IBISC, Université Paris-Saclay (Univ. Evry), 23 boulevard de France, 91034, Evry, France.
BMC Bioinformatics. 2022 Jul 3;23(1):262. doi: 10.1186/s12859-022-04807-7.
Machine learning is now a standard tool for cancer prediction based on gene expression data. However, deep learning is still new for this task, and there is no clear consensus about its performance and utility. Few experimental works have evaluated deep neural networks and compared them with state-of-the-art machine learning. Moreover, their conclusions are not consistent.
We extensively evaluate the deep learning approach on 22 cancer prediction tasks based on gene expression data. We measure the impact of the main hyper-parameters and compare the performances of neural networks with the state-of-the-art. We also investigate the effectiveness of several transfer learning schemes in different experimental setups.
Based on our experimentations, we provide several recommendations to optimize the construction and training of a neural network model. We show that neural networks outperform the state-of-the-art methods only for very large training set size. For a small training set, we show that transfer learning is possible and may strongly improve the model performance in some cases.
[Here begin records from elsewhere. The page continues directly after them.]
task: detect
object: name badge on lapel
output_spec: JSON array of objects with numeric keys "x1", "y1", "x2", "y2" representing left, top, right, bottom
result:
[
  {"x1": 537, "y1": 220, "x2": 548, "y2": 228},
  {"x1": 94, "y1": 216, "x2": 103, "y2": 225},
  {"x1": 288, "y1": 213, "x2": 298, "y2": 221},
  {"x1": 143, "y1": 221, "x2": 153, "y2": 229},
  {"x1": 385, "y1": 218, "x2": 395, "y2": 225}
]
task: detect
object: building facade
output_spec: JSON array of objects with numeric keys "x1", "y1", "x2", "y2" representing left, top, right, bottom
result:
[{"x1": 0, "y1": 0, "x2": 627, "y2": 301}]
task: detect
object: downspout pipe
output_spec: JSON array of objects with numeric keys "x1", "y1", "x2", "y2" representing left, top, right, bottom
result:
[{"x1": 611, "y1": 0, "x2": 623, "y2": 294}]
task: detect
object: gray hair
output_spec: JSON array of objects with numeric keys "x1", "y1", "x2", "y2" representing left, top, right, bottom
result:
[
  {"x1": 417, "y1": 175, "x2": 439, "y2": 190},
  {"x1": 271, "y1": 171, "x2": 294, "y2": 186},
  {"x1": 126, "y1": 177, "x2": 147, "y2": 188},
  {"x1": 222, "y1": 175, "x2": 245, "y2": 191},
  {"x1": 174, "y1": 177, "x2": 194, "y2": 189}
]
机器学习现在是基于基因表达数据进行癌症预测的标准工具。然而,深度学习在这项任务中仍然是新的,关于它的性能和实用性还没有明确的共识。很少有实验工作评估了深度神经网络,并将其与最先进的机器学习进行了比较。此外,他们的结论并不一致。
我们在基于基因表达数据的 22 个癌症预测任务上广泛评估了深度学习方法。我们测量了主要超参数的影响,并比较了神经网络与最先进方法的性能。我们还研究了几种迁移学习方案在不同实验设置下的有效性。
根据我们的实验,我们提供了一些建议来优化神经网络模型的构建和训练。我们表明,神经网络仅在非常大的训练集大小下才能优于最先进的方法。对于小的训练集,我们表明迁移学习是可能的,并且在某些情况下可能会极大地提高模型性能。